While most residents in Vanuatu’s capital, Port Vila, enjoy modern digital lifestyles with smart phones, broadband and new e-services, those in rural and remote areas of the country often miss out on digitalization and the resulting socio-economic benefits.
In the southern region of Malekula, the second largest island of the archipelago, villagers lack access to high-quality healthcare services, banking and payment systems, and even reliable power and clean water supplies.
The only means to leave the island is often a treacherous banana boat ride to the nearest town. At about USD 150 for a one-way trip, the cost is out of reach for most locals, even to make payments for school fees or get essential paperwork done.
The remote coastal area is prone to natural disasters, which are on the rise due to climate change.

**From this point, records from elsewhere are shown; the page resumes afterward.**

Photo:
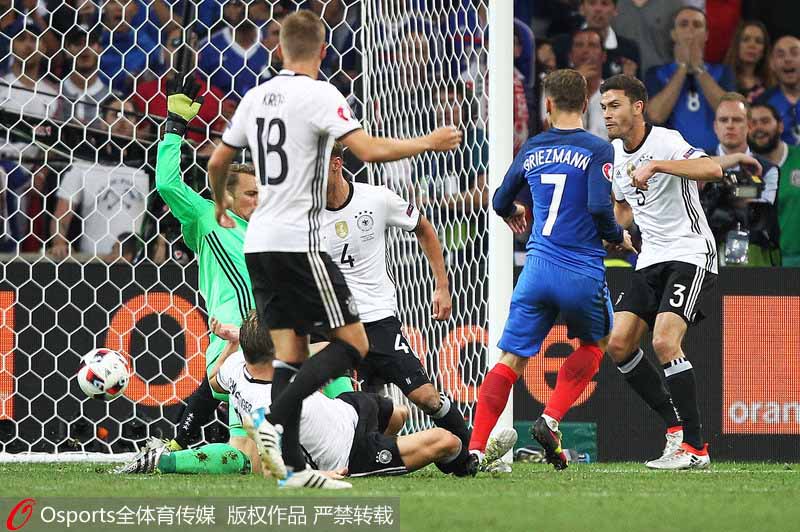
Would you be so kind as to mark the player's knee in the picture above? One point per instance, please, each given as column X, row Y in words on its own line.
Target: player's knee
column 665, row 347
column 618, row 348
column 445, row 444
column 426, row 398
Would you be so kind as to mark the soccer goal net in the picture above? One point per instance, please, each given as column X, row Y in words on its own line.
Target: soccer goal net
column 92, row 257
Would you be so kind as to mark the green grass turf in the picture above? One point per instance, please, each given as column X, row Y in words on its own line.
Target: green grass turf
column 594, row 498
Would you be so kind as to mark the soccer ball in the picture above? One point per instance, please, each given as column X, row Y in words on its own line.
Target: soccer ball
column 103, row 374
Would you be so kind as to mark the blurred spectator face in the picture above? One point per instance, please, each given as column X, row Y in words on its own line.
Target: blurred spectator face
column 587, row 50
column 730, row 125
column 234, row 12
column 271, row 35
column 119, row 116
column 786, row 61
column 752, row 45
column 85, row 55
column 24, row 46
column 689, row 26
column 245, row 198
column 450, row 108
column 598, row 13
column 546, row 56
column 113, row 13
column 765, row 130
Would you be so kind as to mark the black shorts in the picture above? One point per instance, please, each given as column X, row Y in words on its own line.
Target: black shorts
column 373, row 452
column 300, row 291
column 676, row 287
column 390, row 358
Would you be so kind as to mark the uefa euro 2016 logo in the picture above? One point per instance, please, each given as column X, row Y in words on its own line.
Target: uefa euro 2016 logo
column 20, row 514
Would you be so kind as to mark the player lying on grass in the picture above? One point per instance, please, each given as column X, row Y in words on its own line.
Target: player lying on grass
column 356, row 219
column 223, row 279
column 355, row 434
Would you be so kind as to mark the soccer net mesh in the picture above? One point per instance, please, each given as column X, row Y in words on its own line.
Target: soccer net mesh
column 92, row 257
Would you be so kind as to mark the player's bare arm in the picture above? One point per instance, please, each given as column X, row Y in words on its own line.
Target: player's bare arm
column 730, row 160
column 702, row 169
column 231, row 334
column 623, row 213
column 426, row 235
column 377, row 149
column 516, row 220
column 218, row 166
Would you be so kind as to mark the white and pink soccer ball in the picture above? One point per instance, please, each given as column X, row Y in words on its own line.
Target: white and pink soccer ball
column 103, row 374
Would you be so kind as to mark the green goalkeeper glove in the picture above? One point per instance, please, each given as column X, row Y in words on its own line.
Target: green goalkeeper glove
column 183, row 102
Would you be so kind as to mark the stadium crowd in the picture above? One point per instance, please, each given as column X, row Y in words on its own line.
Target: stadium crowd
column 95, row 71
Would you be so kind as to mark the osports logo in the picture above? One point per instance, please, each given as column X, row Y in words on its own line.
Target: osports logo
column 24, row 507
column 607, row 169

Cyclone Harold, in 2020, caused tremendous damage. Vanuatu, an island nation in the South Pacific, graduated from the United Nations least developed country (LDC) list the same year.
But primary education was disrupted by the COVID-19 pandemic, and basic school supplies are running thin for many students in remote villages.
Digital transformation at the grassroots level
Recognizing how connectivity and digital technologies could enhance village life, Vanuatu’s government joined forces with the International Telecommunication Union (ITU) to launch the Smart Villages and Smart Islands initiative pilot in Malekula.
“The Smart Villages and Smart Islands initiative addresses development challenges by accelerating digital transformation at the grassroots level,” said Cosmas Zavazava, Director, ITU Development Bureau. “Driven by community needs, the initiative strengthens connectivity infrastructure, builds digital skills, and facilitates digital services that are cost-effective and fit-for-purpose.”
ITU launched the pilot initiative in 2020, with support from Australia’s Department of Infrastructure, Transport, Regional Development, Communications and the Arts (DITRDCA) and Vanuatu’s Office of the Government Chief Information Officer (OGCIO). Since then, ITU experts have conducted five missions to assess needs, build basic digital skills, raise awareness of the initiative, and enhance the uptake of digital services in the six villages.
A taskforce comprised of 12 community leaders, including two women, has been constituted to work with local communities – to identify priority sectors and the services to be digitized first.
“We hope the Smart Villages and Smart Islands initiative will bring us to the next level of daily service operations through the power of connectivity and digital technologies,”said Wils Obed, vice chair of the taskforce for the initiative in South Malekula.
In October 2022, the initiative entered a new stage, with the onboarding of technology service providers and other United Nations agencies, along with the launch of a pilot digital application. The Asian Development Bank and the Joint SDG fund – an inter-agency mechanism supporting UN Sustainable Development Goals – have provided additional funding.
The United Nations Capital Development Fund (UNCDF) is extending support to provide solar power to an additional cellular tower the Vanuatu government is building. The tower should make connectivity more reliable and affordable for Southern Malekula’s schools, health facilities and communities.
Other UN partners, such as the International Labour Organization (ILO), the UN Scientific, Educational and Cultural Organization (UNESCO), the UN Office on Drugs and Crime (UNODC), the UN Office for Project Services (UNOPS) and the UN Resident Coordinator Office, as well as the Office of the High Commissioner for Human Rights (OHCHR) and ITU, are working together in the SDG Fund Joint Programme to promote a “whole-of-government” approach. Together, they aim to implement the Smart Villages and Smart Islands initiative under the leadership of UN Resident Coordinator Office.
What lies ahead
In 2023, the initiative is set to double down on providing digital literacy training for villagers, including young people, women, and people with disabilities.
The positive impact of the initiative is already becoming apparent in communities across South Malekula. For example, villagers have been reconnected to the Internet with VSAT (very small aperture terminal) infrastructure, enabling students at South Malekula Secondary school to resume their studies online.
People now gather at a community centre to use social media and browse the Internet.
A group of local coconut producers, after training by experts from ITU and Vanuatu’s Department of Trade, have put their new digital skills to use in creating marketing materials to reach more customers.
School teachers started learning – and practicing – new teaching methods for the digital era.
As the initiative continues, more stories like this are sure to emerge – a testament of Vanuatu’s transformation from small island to ‘Smart Island’.